Утренний туман уполз к горам, многослойной театральной декорацией окружающим долину. Солнечные лучи покрыли золотом гладь реки, несущей еще нетронутые человеком воды вниз, в ту страну [17]17
  Речь идет об Индии.


[Закрыть]
, где поселились боги Тримурти, а река, названная Волосы Брахмы – по имени Бога Вселенной – стала священной. В Тибете же испокон веков вода, как и земля, считались местом обитания злых духов. Потому там никто не купается в реках и озерах, не ловит рыбу, не копает землю.

Встав рано утром, Сима ехала в машине, просыпаясь вместе с Лхасой. Дух Тибета – вечный, как сама земля, – блуждал над священным городом. Величественная Потала – дворец Далай-ламы, словно парила над городом. Вокруг нее с самого раннего утра отмеривали круги верующие, колотушкой отгоняя духов тьмы. Те, кто прошел три круга, ложились перед дворцом ниц и продолжали молиться, то поднимаясь, то опять падая, распластавшись перед домом того, кто уже почти полвека жил в изгнании. Но в монастырях и храмах как во все времена несли службу монахи, ежедневно обращая свои молитвы к Будде. И не только. Сима сразу, на первой же экскурсии, обратила внимание, что среди верующих, исправляющих священный ритуал, есть такие, которые, вопреки правилам буддистов, обходят ступы против часовой стрелки, так же крутят молитвенные барабаны, а на некоторых изображениях Будд начертан левосторонний знак свастики.

– Смотри, Саш, – поделилась Сима с мужем, – тибетцы до сих пор сохранили свою исконную религию Бон. Даже наш гид, как мне кажется, ее последователь.

Разговаривать было нелегко. Организм жителей равнин с трудом адаптировался к высокогорью. У Симы все время болела голова, засыпая, она ловила себя на том, что дышит вхолостую – воздух будто не доходит до легких. И от этого Сима просыпалась с бешено колотящимся сердцем, раскрывая рот, как рыба. Но все же плохое самочувствие не мешало думать. Сима ходила по монастырям, слушала песни монахов, замирала, когда ветер, словно виртуозный музыкант, ежеминутно импровизируя, играл монастырскими колокольчиками, звук которых негромок, но их мелодичное позвякивание, сливаясь с тихими голосами монахов, взлетало в высокое тибетское небо и дарило особое чувство умиротворения и благодати.

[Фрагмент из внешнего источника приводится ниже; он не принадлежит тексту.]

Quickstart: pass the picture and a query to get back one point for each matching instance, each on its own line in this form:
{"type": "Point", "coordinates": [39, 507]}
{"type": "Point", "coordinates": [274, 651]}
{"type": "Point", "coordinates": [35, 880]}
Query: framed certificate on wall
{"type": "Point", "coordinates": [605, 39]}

– Я думал, мы будем ходить по горам, а тут… природа так похожа на наши степи и даже пустыни, – Алеша, казалось, был разочарован, поглядывая в окно на невзрачные каменистые холмы, местами покрытые волнами песка. То, что все они были выше четырех тысяч метров, вовсе не производило впечатление. Ведь сама Лхаса стоит на высоте трех с половиной тысяч.

– Доберемся и до гор! – успокоил его отец. – Чтобы сразу попасть в горы, надо ехать на машине со стороны Кашгара – оттуда испокон веков ходили в Тибет караваны, паломники. А мы вот, самолетом, и сразу в Лхасу!

– Через день дорога станет интереснее. Очень красивые ущелья, перевалы, – добавил гид, поняв по тону парня, что он недоволен. – Вы просили показать вам священные места, озера…

– Да, Тензин, все хорошо! Сначала все вокруг Лхасы, потом на запад, – подтвердила Сима и снова откинулась на спинку сидения, чувствуя, как кружится голова.

Перевал Сими-Ла встретил путешественников сплошной облачностью и холодом. Сима выползла из машины, остановившейся чуть ниже самой высокой точки. Она пыталась что-нибудь прочувствовать на перевале имени себя, но аура Тибета так и осталась для нее непробиваемой. Симу окружало плотное кольцо тумана, за которым скрывалась истина. Мысли стали совсем тягучими, сознание еле удерживалось в реальности. Хотелось одного – дышать! Полноценно, всей грудью набирая воздух! Вместо этого Сима закрывала глаза и погружалась в сон, в котором задыхалась от недостатка кислорода и от тревоги, черными струйками вползающей в сердце.

– Поехали отсюда, – с досадой сказала она, вползая на заднее сидение джипа.

– Как ты себя чувствуешь? – Саша смотрел на позеленевшее лицо жены и боялся что-либо еще спрашивать, уловив нотки раздражения в ее голосе.

– Поехали, – выдохнула Сима то, чего нет, и тут же ее грудь поднялась в тщетной попытке наполниться кислородом.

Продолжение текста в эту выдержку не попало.